E questo è solo l’inizio di uno scambio epistolare, talvolta impertinente, talvolta irritante, senza che i due si incontrino mai, e che andrà avanti per otto anni, a colpi di: «Sei un romantico senza speranza, tu agnellino innocente», «Mia cara non andremo mai d’accordo: continui a fare la precisina con le Parole! Va bene, fai il tuo lavoro e piantala di essere scorbutica con me».
«Se spazzassero via tutta l’umanità non si perderebbe niente»
Al di là di come Bukowski intende la poesia, già in queste lettere, come farà poi spesso, ci tiene a mettere le mani avanti, e chiarire che, nella sua opera, non c’è impegno sociale di sorta (come l’ha sempre interpretata la sinistra, soprattutto europea). Le grandi questioni del mondo non lo interessano, che sia l’ecologia o la bomba atomica.

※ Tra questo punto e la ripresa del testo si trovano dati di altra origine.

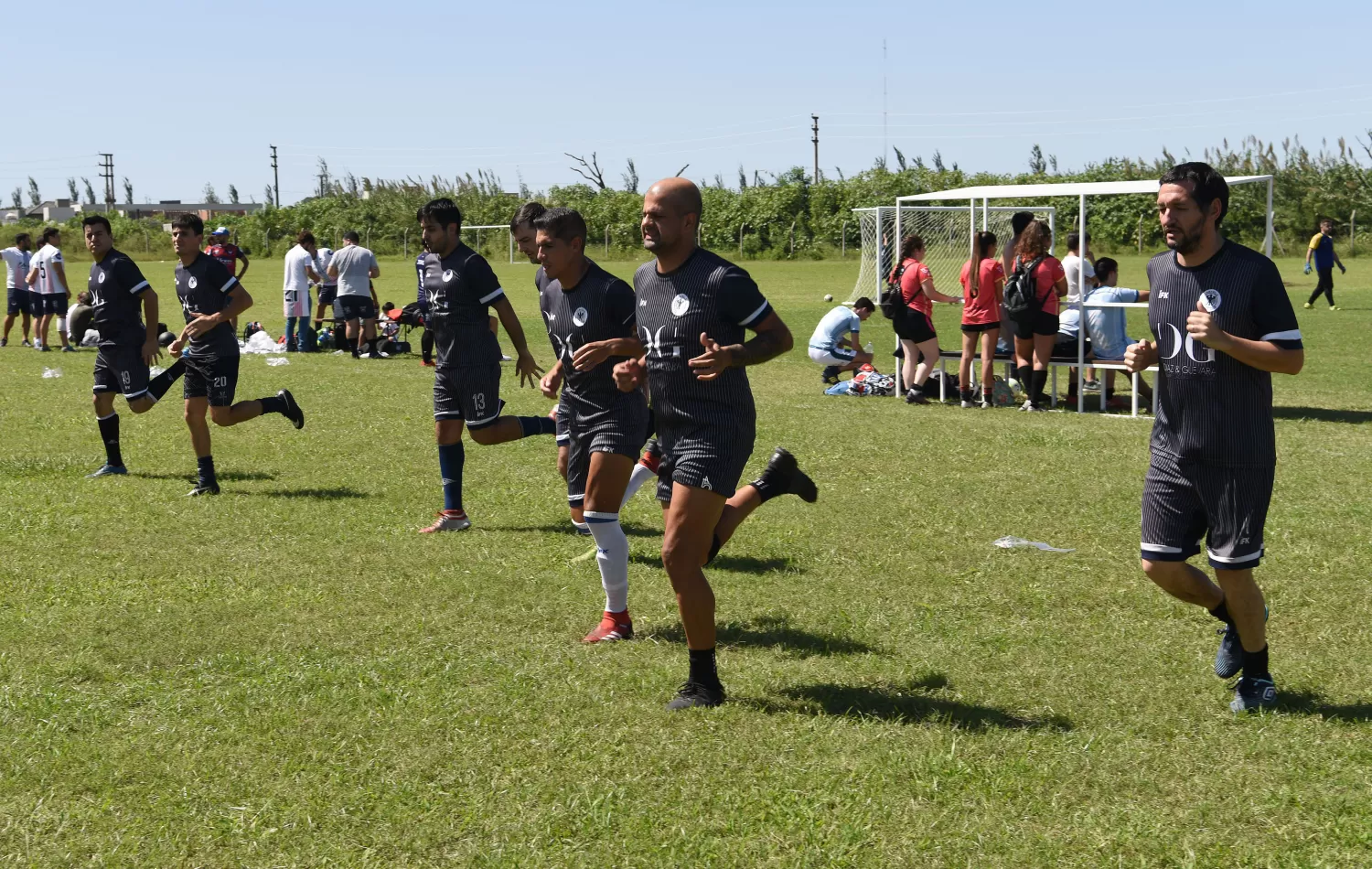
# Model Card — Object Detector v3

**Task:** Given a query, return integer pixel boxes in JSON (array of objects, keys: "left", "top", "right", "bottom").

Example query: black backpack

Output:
[
  {"left": 877, "top": 265, "right": 908, "bottom": 321},
  {"left": 1001, "top": 257, "right": 1045, "bottom": 320}
]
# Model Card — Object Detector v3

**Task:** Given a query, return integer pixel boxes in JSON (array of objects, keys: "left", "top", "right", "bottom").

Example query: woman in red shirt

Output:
[
  {"left": 1014, "top": 220, "right": 1067, "bottom": 411},
  {"left": 958, "top": 232, "right": 1006, "bottom": 408},
  {"left": 891, "top": 235, "right": 960, "bottom": 405}
]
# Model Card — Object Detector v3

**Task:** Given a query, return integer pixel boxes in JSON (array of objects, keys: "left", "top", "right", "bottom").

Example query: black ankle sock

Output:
[
  {"left": 96, "top": 413, "right": 123, "bottom": 467},
  {"left": 1246, "top": 645, "right": 1272, "bottom": 680},
  {"left": 258, "top": 395, "right": 285, "bottom": 414},
  {"left": 148, "top": 356, "right": 186, "bottom": 401},
  {"left": 195, "top": 456, "right": 216, "bottom": 486},
  {"left": 689, "top": 648, "right": 719, "bottom": 688}
]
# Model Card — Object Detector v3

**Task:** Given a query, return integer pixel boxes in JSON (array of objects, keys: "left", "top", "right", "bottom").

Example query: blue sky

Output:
[{"left": 10, "top": 0, "right": 1372, "bottom": 205}]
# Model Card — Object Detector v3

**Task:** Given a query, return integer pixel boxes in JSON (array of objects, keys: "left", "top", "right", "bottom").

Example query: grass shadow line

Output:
[
  {"left": 749, "top": 672, "right": 1072, "bottom": 732},
  {"left": 647, "top": 615, "right": 881, "bottom": 658}
]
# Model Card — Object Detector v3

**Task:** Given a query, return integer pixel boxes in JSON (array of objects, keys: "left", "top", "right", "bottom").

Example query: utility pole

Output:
[
  {"left": 272, "top": 145, "right": 282, "bottom": 209},
  {"left": 809, "top": 115, "right": 820, "bottom": 184},
  {"left": 101, "top": 153, "right": 115, "bottom": 211}
]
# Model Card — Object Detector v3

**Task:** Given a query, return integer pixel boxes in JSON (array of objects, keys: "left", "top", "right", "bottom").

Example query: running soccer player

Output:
[
  {"left": 81, "top": 214, "right": 186, "bottom": 479},
  {"left": 1125, "top": 164, "right": 1305, "bottom": 713},
  {"left": 167, "top": 214, "right": 305, "bottom": 496},
  {"left": 416, "top": 198, "right": 554, "bottom": 534},
  {"left": 615, "top": 177, "right": 818, "bottom": 710},
  {"left": 29, "top": 227, "right": 76, "bottom": 353},
  {"left": 535, "top": 209, "right": 648, "bottom": 642},
  {"left": 0, "top": 232, "right": 33, "bottom": 348},
  {"left": 1305, "top": 217, "right": 1349, "bottom": 310}
]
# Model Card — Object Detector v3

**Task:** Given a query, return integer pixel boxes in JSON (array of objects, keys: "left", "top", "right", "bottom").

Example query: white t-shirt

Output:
[
  {"left": 1062, "top": 254, "right": 1097, "bottom": 305},
  {"left": 282, "top": 244, "right": 315, "bottom": 293},
  {"left": 33, "top": 244, "right": 68, "bottom": 295},
  {"left": 331, "top": 244, "right": 378, "bottom": 298},
  {"left": 0, "top": 247, "right": 29, "bottom": 290},
  {"left": 315, "top": 247, "right": 339, "bottom": 287}
]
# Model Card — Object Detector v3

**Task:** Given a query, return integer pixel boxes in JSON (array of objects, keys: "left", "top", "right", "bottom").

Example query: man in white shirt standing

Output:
[
  {"left": 0, "top": 232, "right": 33, "bottom": 348},
  {"left": 328, "top": 230, "right": 381, "bottom": 359},
  {"left": 29, "top": 227, "right": 76, "bottom": 353},
  {"left": 282, "top": 230, "right": 320, "bottom": 353}
]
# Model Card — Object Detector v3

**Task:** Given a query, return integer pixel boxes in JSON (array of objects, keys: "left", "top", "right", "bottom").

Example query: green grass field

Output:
[{"left": 0, "top": 247, "right": 1372, "bottom": 866}]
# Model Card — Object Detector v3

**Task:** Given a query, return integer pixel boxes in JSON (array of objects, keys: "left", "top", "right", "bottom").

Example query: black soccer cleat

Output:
[
  {"left": 667, "top": 680, "right": 724, "bottom": 713},
  {"left": 276, "top": 390, "right": 305, "bottom": 428},
  {"left": 754, "top": 446, "right": 820, "bottom": 504}
]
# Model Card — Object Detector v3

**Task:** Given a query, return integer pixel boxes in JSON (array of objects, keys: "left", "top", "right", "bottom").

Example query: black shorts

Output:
[
  {"left": 334, "top": 295, "right": 376, "bottom": 320},
  {"left": 896, "top": 307, "right": 938, "bottom": 345},
  {"left": 431, "top": 362, "right": 505, "bottom": 428},
  {"left": 1012, "top": 310, "right": 1058, "bottom": 340},
  {"left": 91, "top": 345, "right": 148, "bottom": 401},
  {"left": 568, "top": 395, "right": 650, "bottom": 507},
  {"left": 181, "top": 350, "right": 239, "bottom": 408},
  {"left": 1139, "top": 453, "right": 1276, "bottom": 570},
  {"left": 962, "top": 320, "right": 1001, "bottom": 335},
  {"left": 5, "top": 287, "right": 33, "bottom": 315},
  {"left": 658, "top": 420, "right": 756, "bottom": 504}
]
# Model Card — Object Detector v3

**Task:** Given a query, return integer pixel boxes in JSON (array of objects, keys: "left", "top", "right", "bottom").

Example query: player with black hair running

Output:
[
  {"left": 615, "top": 177, "right": 818, "bottom": 710},
  {"left": 81, "top": 214, "right": 186, "bottom": 479},
  {"left": 1125, "top": 164, "right": 1305, "bottom": 713},
  {"left": 167, "top": 214, "right": 305, "bottom": 496},
  {"left": 416, "top": 198, "right": 556, "bottom": 534}
]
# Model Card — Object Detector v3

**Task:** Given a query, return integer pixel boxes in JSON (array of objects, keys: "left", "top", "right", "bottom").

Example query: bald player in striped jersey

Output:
[
  {"left": 1125, "top": 164, "right": 1305, "bottom": 713},
  {"left": 615, "top": 177, "right": 818, "bottom": 710}
]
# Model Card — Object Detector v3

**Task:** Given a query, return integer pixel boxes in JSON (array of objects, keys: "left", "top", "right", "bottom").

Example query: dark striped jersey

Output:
[
  {"left": 87, "top": 247, "right": 148, "bottom": 348},
  {"left": 423, "top": 241, "right": 505, "bottom": 368},
  {"left": 1149, "top": 241, "right": 1302, "bottom": 467},
  {"left": 534, "top": 260, "right": 641, "bottom": 417},
  {"left": 634, "top": 249, "right": 771, "bottom": 425},
  {"left": 176, "top": 254, "right": 239, "bottom": 356}
]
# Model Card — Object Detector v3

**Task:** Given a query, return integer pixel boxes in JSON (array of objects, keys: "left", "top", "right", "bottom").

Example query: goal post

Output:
[{"left": 845, "top": 202, "right": 1056, "bottom": 305}]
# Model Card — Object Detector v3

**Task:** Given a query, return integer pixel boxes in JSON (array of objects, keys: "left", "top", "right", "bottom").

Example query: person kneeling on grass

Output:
[
  {"left": 809, "top": 296, "right": 877, "bottom": 386},
  {"left": 1086, "top": 257, "right": 1152, "bottom": 409}
]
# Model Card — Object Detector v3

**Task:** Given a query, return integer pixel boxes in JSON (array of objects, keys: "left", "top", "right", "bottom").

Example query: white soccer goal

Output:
[{"left": 847, "top": 205, "right": 1056, "bottom": 305}]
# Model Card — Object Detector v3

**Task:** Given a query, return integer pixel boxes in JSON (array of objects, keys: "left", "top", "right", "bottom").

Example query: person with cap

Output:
[{"left": 205, "top": 227, "right": 250, "bottom": 332}]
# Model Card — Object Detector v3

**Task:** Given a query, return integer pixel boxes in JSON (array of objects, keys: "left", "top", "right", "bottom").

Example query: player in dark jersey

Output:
[
  {"left": 81, "top": 214, "right": 186, "bottom": 477},
  {"left": 535, "top": 209, "right": 648, "bottom": 642},
  {"left": 416, "top": 199, "right": 554, "bottom": 534},
  {"left": 167, "top": 214, "right": 305, "bottom": 496},
  {"left": 1125, "top": 164, "right": 1305, "bottom": 713},
  {"left": 615, "top": 178, "right": 817, "bottom": 710}
]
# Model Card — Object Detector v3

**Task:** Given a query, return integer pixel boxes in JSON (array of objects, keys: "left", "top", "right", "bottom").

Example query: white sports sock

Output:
[
  {"left": 619, "top": 461, "right": 658, "bottom": 510},
  {"left": 586, "top": 510, "right": 628, "bottom": 612}
]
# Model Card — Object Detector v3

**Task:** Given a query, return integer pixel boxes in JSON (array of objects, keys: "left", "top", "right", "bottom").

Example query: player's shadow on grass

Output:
[
  {"left": 648, "top": 615, "right": 881, "bottom": 658},
  {"left": 263, "top": 486, "right": 367, "bottom": 501},
  {"left": 1272, "top": 408, "right": 1372, "bottom": 425},
  {"left": 752, "top": 672, "right": 1072, "bottom": 730},
  {"left": 129, "top": 471, "right": 276, "bottom": 483},
  {"left": 1278, "top": 689, "right": 1372, "bottom": 724}
]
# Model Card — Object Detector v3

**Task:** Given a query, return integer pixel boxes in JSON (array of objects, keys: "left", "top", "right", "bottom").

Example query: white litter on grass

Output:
[
  {"left": 243, "top": 331, "right": 285, "bottom": 354},
  {"left": 995, "top": 537, "right": 1076, "bottom": 552}
]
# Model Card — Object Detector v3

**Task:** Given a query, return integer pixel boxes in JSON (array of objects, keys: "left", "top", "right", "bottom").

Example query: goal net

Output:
[{"left": 847, "top": 205, "right": 1056, "bottom": 305}]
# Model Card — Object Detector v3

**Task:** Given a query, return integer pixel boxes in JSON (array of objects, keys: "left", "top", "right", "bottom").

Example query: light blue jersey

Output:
[{"left": 809, "top": 305, "right": 862, "bottom": 350}]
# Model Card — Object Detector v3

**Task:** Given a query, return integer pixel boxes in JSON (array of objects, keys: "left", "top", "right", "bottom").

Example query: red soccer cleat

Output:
[{"left": 582, "top": 609, "right": 634, "bottom": 642}]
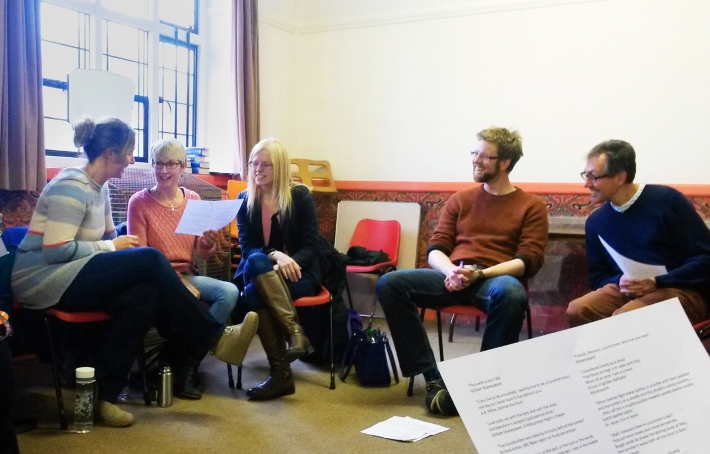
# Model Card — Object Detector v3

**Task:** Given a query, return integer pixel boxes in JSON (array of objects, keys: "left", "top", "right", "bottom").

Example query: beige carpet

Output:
[{"left": 15, "top": 321, "right": 498, "bottom": 454}]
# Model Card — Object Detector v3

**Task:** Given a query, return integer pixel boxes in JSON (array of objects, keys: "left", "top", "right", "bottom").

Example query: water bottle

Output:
[
  {"left": 158, "top": 366, "right": 173, "bottom": 407},
  {"left": 74, "top": 367, "right": 95, "bottom": 433}
]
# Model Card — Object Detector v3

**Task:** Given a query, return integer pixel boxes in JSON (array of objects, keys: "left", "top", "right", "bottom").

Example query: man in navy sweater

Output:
[{"left": 567, "top": 140, "right": 710, "bottom": 326}]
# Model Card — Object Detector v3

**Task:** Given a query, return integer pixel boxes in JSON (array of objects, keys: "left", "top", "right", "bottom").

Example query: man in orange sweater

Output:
[{"left": 377, "top": 127, "right": 548, "bottom": 416}]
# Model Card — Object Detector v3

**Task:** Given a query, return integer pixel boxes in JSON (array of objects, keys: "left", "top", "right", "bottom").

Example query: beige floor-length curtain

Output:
[
  {"left": 0, "top": 0, "right": 47, "bottom": 191},
  {"left": 234, "top": 0, "right": 259, "bottom": 179}
]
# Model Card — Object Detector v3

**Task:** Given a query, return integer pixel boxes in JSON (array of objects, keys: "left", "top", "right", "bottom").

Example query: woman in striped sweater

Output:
[{"left": 12, "top": 118, "right": 258, "bottom": 427}]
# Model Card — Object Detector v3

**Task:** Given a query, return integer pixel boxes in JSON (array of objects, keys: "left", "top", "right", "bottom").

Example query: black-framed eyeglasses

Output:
[
  {"left": 151, "top": 161, "right": 180, "bottom": 170},
  {"left": 579, "top": 172, "right": 612, "bottom": 183},
  {"left": 249, "top": 161, "right": 274, "bottom": 170},
  {"left": 471, "top": 151, "right": 500, "bottom": 161}
]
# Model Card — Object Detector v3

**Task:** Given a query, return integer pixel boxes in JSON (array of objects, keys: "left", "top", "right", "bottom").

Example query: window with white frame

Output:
[{"left": 40, "top": 0, "right": 199, "bottom": 162}]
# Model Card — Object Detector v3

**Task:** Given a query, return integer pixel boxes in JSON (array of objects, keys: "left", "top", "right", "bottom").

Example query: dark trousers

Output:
[
  {"left": 56, "top": 248, "right": 224, "bottom": 403},
  {"left": 235, "top": 253, "right": 320, "bottom": 314},
  {"left": 376, "top": 269, "right": 527, "bottom": 377},
  {"left": 0, "top": 340, "right": 20, "bottom": 454}
]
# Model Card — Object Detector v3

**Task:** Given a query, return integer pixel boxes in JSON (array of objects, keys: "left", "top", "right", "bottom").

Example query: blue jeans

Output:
[
  {"left": 55, "top": 248, "right": 224, "bottom": 403},
  {"left": 376, "top": 269, "right": 527, "bottom": 377},
  {"left": 234, "top": 252, "right": 320, "bottom": 315},
  {"left": 182, "top": 274, "right": 239, "bottom": 324}
]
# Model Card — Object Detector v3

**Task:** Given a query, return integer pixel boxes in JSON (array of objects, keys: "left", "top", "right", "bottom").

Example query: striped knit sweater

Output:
[
  {"left": 128, "top": 188, "right": 214, "bottom": 274},
  {"left": 12, "top": 168, "right": 116, "bottom": 309}
]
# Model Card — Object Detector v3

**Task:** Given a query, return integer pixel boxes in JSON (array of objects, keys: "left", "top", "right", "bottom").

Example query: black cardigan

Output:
[{"left": 234, "top": 184, "right": 321, "bottom": 287}]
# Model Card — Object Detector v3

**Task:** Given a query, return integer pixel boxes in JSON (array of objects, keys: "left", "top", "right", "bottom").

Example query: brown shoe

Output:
[{"left": 97, "top": 400, "right": 136, "bottom": 427}]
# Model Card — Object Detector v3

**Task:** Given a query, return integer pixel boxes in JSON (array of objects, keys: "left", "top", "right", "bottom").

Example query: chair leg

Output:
[
  {"left": 328, "top": 296, "right": 335, "bottom": 389},
  {"left": 436, "top": 311, "right": 444, "bottom": 361},
  {"left": 407, "top": 307, "right": 426, "bottom": 397},
  {"left": 407, "top": 376, "right": 414, "bottom": 397},
  {"left": 227, "top": 363, "right": 234, "bottom": 389},
  {"left": 345, "top": 276, "right": 353, "bottom": 309},
  {"left": 136, "top": 342, "right": 151, "bottom": 407},
  {"left": 525, "top": 305, "right": 532, "bottom": 339},
  {"left": 449, "top": 314, "right": 456, "bottom": 343},
  {"left": 44, "top": 315, "right": 69, "bottom": 430}
]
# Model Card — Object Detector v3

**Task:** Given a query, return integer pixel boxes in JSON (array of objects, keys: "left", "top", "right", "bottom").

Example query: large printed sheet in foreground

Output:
[{"left": 439, "top": 299, "right": 710, "bottom": 454}]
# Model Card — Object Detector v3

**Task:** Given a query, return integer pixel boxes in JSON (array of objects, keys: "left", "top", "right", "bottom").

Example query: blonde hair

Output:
[
  {"left": 247, "top": 137, "right": 294, "bottom": 216},
  {"left": 150, "top": 139, "right": 187, "bottom": 167}
]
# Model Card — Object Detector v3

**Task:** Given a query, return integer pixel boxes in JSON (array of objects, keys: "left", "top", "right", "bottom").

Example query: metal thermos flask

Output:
[{"left": 158, "top": 366, "right": 173, "bottom": 407}]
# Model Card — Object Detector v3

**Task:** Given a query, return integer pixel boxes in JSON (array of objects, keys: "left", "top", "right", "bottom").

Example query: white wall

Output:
[
  {"left": 259, "top": 0, "right": 297, "bottom": 149},
  {"left": 259, "top": 0, "right": 710, "bottom": 184}
]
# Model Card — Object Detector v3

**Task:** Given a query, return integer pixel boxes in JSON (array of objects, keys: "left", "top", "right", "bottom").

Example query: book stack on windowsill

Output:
[{"left": 185, "top": 147, "right": 210, "bottom": 175}]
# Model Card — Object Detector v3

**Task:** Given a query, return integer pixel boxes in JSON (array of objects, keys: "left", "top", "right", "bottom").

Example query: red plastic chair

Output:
[
  {"left": 44, "top": 309, "right": 150, "bottom": 430},
  {"left": 227, "top": 287, "right": 335, "bottom": 389},
  {"left": 345, "top": 219, "right": 401, "bottom": 320}
]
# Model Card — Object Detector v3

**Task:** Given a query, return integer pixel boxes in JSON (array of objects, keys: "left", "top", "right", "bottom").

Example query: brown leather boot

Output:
[
  {"left": 247, "top": 309, "right": 296, "bottom": 400},
  {"left": 254, "top": 271, "right": 313, "bottom": 363}
]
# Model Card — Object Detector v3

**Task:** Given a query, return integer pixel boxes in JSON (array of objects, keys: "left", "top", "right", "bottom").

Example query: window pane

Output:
[
  {"left": 42, "top": 87, "right": 68, "bottom": 119},
  {"left": 101, "top": 0, "right": 150, "bottom": 19},
  {"left": 159, "top": 37, "right": 196, "bottom": 145},
  {"left": 44, "top": 118, "right": 77, "bottom": 151},
  {"left": 159, "top": 0, "right": 197, "bottom": 29},
  {"left": 102, "top": 21, "right": 148, "bottom": 96},
  {"left": 40, "top": 3, "right": 91, "bottom": 81}
]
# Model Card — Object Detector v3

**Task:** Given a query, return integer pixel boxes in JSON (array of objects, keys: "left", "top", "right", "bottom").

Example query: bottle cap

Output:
[{"left": 76, "top": 367, "right": 94, "bottom": 378}]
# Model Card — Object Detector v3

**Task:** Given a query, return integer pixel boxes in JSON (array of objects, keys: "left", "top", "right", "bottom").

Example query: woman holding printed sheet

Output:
[
  {"left": 234, "top": 139, "right": 321, "bottom": 400},
  {"left": 128, "top": 140, "right": 245, "bottom": 399},
  {"left": 12, "top": 118, "right": 258, "bottom": 427}
]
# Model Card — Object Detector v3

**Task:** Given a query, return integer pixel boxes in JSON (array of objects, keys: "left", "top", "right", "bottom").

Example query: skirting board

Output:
[{"left": 335, "top": 200, "right": 421, "bottom": 270}]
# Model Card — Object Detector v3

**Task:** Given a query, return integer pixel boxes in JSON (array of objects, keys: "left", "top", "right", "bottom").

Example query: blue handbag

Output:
[{"left": 339, "top": 309, "right": 399, "bottom": 387}]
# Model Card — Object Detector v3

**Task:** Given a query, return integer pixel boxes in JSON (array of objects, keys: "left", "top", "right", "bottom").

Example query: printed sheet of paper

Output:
[
  {"left": 360, "top": 416, "right": 449, "bottom": 442},
  {"left": 439, "top": 299, "right": 710, "bottom": 454},
  {"left": 175, "top": 199, "right": 243, "bottom": 236},
  {"left": 599, "top": 236, "right": 668, "bottom": 279}
]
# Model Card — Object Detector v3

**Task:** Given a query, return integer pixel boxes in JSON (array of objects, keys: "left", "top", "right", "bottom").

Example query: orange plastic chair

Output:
[
  {"left": 291, "top": 159, "right": 338, "bottom": 192},
  {"left": 345, "top": 219, "right": 401, "bottom": 318},
  {"left": 227, "top": 287, "right": 335, "bottom": 389},
  {"left": 44, "top": 309, "right": 150, "bottom": 430}
]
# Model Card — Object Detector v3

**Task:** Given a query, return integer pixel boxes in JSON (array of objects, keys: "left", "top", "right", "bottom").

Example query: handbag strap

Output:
[
  {"left": 338, "top": 331, "right": 362, "bottom": 381},
  {"left": 382, "top": 333, "right": 399, "bottom": 383}
]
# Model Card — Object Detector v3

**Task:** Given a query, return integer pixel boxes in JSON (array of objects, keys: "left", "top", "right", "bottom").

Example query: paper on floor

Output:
[{"left": 361, "top": 416, "right": 449, "bottom": 441}]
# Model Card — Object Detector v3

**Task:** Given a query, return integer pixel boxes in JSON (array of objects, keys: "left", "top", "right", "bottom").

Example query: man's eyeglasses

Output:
[
  {"left": 471, "top": 151, "right": 500, "bottom": 161},
  {"left": 249, "top": 161, "right": 274, "bottom": 170},
  {"left": 151, "top": 161, "right": 180, "bottom": 170},
  {"left": 579, "top": 172, "right": 612, "bottom": 183}
]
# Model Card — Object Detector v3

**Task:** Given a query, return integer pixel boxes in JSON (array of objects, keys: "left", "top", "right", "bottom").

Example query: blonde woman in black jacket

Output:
[{"left": 235, "top": 139, "right": 321, "bottom": 400}]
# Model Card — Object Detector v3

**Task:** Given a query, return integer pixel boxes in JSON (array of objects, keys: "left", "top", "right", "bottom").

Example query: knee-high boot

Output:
[
  {"left": 247, "top": 309, "right": 296, "bottom": 400},
  {"left": 254, "top": 271, "right": 313, "bottom": 363}
]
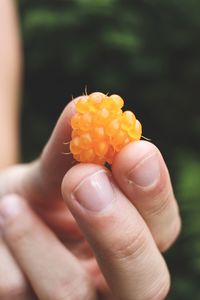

Ribadirà a una stupita Fernanda Pivano che lo incalzava nell’intervista citata poc’anzi, «Il problema nucleare? Non rimango sveglio la notte a pensarci. Anzi, non ci penso affatto. Sono indifferente alla distruzione della razza umana, non me ne importa niente. Se spazzassero via tutta l’umanità non si perderebbe niente». La salvezza delle balene, del grande leopardo bianco o della pantera nera sono argomenti che non lo appassionano minimamente, non lo riguardano: «Quello che mi importa è andare a piedi fino all’angolo e comprare il giornale, e leggere di uno stupro avvenuto in strada o di una rapina in banca, e magari andare a fare colazione da qualche parte e bere una birra, e andare in giro e guardare un cane o grattarmi sotto le ascelle. Non mi interessano i grandi problemi». Chiaro?
Bukowski non si prende mai sul serio, ricorda l’americanista Alessandro Carrera. Però, pur con le sue ingenuità dozzinali, le sue sbronze miserevoli, prendeva terribilmente sul serio la letteratura, come appare chiaro in queste Notti di bevute e schiamazzi. Anche se il suo concetto di letteratura era, diciamolo pure, molto personale. Molto alcolico. «Se succede qualcosa di brutto bevi per dimenticare. Se succede qualcosa di bello bevi per festeggiare. E se non succede niente bevi per far succedere qualcosa».